As Dores do Conhecimento

     
  Gostaria de refletir sobre duas afirmações que circulam intensamente na nossa comunicação popular oral: “A ignorância é uma bênção”, e “Eu era feliz e não sabia”.
         O conhecimento é algo buscado, incentivado a ser conquistado, pago para ser adquirido, financiado pelo Estado para ser multiplicado, etc. Se é algo tão valioso, por que o fato de não tê-lo seria uma bênção, como diz a afirmação?
       A sabedoria popular estaria equivocada? O velho filósofo hebreu escritor do Eclesiastes dizia: Porque na muita sabedoria há muito enfado; e o que aumenta em conhecimento, aumenta em dor (Ec 1.18).  Eis uma faceta do conhecimento que dificilmente pensamos. O conhecimento é um fardo! Dele sobrevirão dores para o sujeito que conhece. Lembro-me então do outro dito popular: Eu era feliz e não sabia!
     É... Eu era feliz e não sabia: Quando acreditava que os discursos dos políticos eram verdadeiros. Quando não conhecia sobre as negociações escusas ocorridas nos bastidores do Congresso, do Senado, das Assembléias Legislativas e Câmaras Municipais.
    É... Eu era feliz e não sabia: Quando não tinha consciência de que a educação está a serviço do poder reprodutor da sociedade, e que todos nós envolvidos no processo somos parte dessa estrutura de dominação e reprodução.
    É.... Eu era feliz e não sabia: Quando afirmava que os discursos institucionais das empresas (diferente dos discursos dos políticos) eram de fato imparciais e  generosos.
    A ignorância era então, uma bênção.  Eu achava que os líderes mundiais assentados naquelas mesas atrás das bandeirinhas de seus países estavam reunidos na ONU verdadeiramente buscando uma solução pacífica para o mundo, e não tentando aproveitar cada situação para que seu país sobrepujasse os demais.
    Eu era feliz e não sabia... Via nos livros de história a foto de Franklin D. Roosevelt, Stalin e Churchill, reunidos em Yalta, e pensava: Grandes líderes o mundo tem! Homens sensíveis, do bem, e empenhados pela paz no mundo. Definitivamente a ignorância é uma bênção!
     Fiquei emocionado um dia, quando vi soldados americanos sendo enviados ao Iraque e pensei: Que nação altruísta!
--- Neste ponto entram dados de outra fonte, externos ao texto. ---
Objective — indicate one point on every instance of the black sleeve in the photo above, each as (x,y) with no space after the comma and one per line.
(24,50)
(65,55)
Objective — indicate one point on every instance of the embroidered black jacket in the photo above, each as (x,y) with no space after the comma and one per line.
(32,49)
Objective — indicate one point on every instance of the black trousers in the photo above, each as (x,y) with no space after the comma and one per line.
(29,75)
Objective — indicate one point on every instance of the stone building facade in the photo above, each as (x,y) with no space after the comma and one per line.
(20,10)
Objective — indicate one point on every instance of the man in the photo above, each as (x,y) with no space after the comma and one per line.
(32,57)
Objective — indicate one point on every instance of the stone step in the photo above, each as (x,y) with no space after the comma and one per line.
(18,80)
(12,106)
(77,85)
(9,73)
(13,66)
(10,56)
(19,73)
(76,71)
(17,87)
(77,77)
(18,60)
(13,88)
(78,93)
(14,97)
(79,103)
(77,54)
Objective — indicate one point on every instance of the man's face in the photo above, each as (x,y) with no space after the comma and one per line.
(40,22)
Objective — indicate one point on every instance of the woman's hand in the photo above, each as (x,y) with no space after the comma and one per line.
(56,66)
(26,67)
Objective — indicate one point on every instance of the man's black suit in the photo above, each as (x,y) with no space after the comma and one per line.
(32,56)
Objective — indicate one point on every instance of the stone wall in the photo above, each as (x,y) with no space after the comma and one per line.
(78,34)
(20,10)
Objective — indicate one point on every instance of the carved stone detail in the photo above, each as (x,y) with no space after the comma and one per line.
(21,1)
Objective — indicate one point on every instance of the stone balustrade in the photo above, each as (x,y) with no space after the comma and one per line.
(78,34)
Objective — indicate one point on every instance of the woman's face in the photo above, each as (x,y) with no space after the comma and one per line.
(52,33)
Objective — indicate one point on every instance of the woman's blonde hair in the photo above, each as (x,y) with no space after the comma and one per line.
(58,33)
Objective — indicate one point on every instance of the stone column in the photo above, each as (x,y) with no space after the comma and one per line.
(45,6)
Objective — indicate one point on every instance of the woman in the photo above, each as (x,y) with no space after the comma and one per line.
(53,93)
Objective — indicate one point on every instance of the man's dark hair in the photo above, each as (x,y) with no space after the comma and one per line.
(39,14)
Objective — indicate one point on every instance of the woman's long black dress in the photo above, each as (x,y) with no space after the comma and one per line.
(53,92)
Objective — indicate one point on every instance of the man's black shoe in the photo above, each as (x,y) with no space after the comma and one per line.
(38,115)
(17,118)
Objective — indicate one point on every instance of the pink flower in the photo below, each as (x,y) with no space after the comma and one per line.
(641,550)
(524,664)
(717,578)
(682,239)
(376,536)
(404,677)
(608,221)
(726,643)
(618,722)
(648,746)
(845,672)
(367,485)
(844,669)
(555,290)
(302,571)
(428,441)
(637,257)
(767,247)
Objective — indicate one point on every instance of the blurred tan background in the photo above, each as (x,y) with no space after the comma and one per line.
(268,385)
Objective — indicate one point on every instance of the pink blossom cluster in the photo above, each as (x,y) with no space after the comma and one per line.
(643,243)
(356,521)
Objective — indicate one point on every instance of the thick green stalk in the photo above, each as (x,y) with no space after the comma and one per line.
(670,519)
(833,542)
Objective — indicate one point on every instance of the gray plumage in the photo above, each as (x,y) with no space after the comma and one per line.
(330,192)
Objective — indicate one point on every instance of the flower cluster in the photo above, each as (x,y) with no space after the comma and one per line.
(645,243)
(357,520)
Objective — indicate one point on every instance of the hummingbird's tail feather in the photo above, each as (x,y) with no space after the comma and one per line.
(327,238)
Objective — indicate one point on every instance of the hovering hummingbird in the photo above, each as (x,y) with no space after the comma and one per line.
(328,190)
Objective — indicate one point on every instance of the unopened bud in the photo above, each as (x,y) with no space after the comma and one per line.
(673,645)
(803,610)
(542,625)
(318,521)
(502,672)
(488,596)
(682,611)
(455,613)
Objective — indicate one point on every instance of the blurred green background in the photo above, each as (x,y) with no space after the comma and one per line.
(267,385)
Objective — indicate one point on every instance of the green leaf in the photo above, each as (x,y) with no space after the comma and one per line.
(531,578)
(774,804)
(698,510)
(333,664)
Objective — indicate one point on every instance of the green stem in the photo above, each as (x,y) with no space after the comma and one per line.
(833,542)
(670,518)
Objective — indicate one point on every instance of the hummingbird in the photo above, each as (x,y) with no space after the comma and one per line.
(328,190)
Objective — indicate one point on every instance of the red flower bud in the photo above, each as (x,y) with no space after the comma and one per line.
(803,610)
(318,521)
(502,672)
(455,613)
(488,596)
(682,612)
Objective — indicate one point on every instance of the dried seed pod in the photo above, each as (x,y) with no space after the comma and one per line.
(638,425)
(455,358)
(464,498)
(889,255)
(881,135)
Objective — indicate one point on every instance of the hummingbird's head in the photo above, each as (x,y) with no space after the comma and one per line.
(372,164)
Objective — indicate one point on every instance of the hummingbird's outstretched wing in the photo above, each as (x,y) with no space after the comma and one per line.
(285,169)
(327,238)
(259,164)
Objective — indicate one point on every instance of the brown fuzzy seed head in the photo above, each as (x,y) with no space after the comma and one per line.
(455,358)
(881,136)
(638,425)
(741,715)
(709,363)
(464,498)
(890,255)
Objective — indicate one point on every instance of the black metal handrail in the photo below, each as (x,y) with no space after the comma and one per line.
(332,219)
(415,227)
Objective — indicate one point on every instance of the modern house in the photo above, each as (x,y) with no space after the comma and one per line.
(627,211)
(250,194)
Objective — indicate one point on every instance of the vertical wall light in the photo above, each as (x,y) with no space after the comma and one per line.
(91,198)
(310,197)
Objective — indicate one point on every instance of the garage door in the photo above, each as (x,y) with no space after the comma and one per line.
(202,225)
Enviando seus soldados para libertar outros povos, estando deixando de pensar em si mesmo para ajudar outros... A ignorância é uma bênção!
     Eu era feliz e não sabia quando via as cenas românticas das novelas e filmes e pensava: Como o amor é lindo! Somente carinho e romantismo! A ignorância é uma bênção!
      Antes eu olhava para os filhos arrumados e penteados dos casais conhecidos e pensava: Que crianças lindas, bem comportadas, obedientes....
        A vida de ignorância é o paraíso. Somos felizes e não sabemos! A história do Éden também ilustra essa verdade. Adão e Eva estavam no Jardim, em total inocência, até que comeram do fruto da árvore do conhecimento do bem e do mal. Abriram os olhos e conheceram-se a si próprios e ao mundo que lhes rodeava. Começaram então seus sofrimentos, com a expulsão do Jardim. Viver de olhos fechados, viver ignorante, é uma bênção. Conhecer, compreender transforma-nos em seres sofredores.
     Um dia comemos da árvore do conhecimento... e então, ocorre o inevitável! Passamos a sofrer!
     Um dia descobrimos que aquele político acima de qualquer suspeita está envolvido em desvio de alguns milhões destinados a obras públicas.
     Somos desafiados à reflexão ética acerca da Educação e nos vemos como agentes parciais do processo educativo, muitas vezes carregados de preconceitos e paradigmas equivocados.
    De repente, olhamos para nossa empresa e não a reconhecemos. Seus discursos não condizem com sua conduta. Seus lemas, missão, propósitos, objetivos... tudo parece máscara que encobre a realidade de que a única preocupação corporativa é verdadeiramente o lucro!
     Alguém publica algo além da história oficial, e nos deixa cientes do absurdo jogo de poder observado entre os líderes das potências do mundo do pós-guerra e que se desdobra numa guerra fria que dura mais de meio século!
     Abrimos os olhos e descobrimos que o Grande Irmão Americano não é tão altruísta quanto parece. Vende armas para uma facção quando lhe é conveniente, lança uns contra os outros quando isto for benéfico à sua política comercial e econômica, e intervém heroicamente quando lhe convém...
      Descobri que o amor é lindo, mas tem dimensões que dificilmente são exploradas nos filmes e novelas. Só o apóstolo Paulo teve coragem de expô-las tão claramente como ninguém o havia feito: “O amor é paciente, é benigno... tudo sofre, tudo espera, tudo suporta...”
     Conversando com casais amigos percebi que não somente os meus filhos são levados, trabalhosos, rebeldes... Aquele comportamento das crianças dos outros na minha frente era só para “inglês ver”... Crianças dão trabalho de todo jeito!
     Agora eu sei... Fui expulso do paraíso. Eu era feliz e não sabia. Sinto peso. Incômodos. Dores. Sofrimento. É perfeita a afirmativa do Eclesiastes: “Porque na muita sabedoria há muito enfado; e o que aumenta em conhecimento, aumenta em dor.” O que fazer então? Depois que se sabe não mais se volta aos caminhos da ignorância.
     Preciso pensar que há beleza no sofrimento! Os estóicos talvez pensassem assim.  Não preciso pensar que eu era feliz e não sabia. Sou feliz com o fardo da responsabilidade que o saber me traz. Preciso aprender a conviver com as dores da decepção, com o inconveniente dos paradoxos... Então, por que não propor que conhecer é uma bênção?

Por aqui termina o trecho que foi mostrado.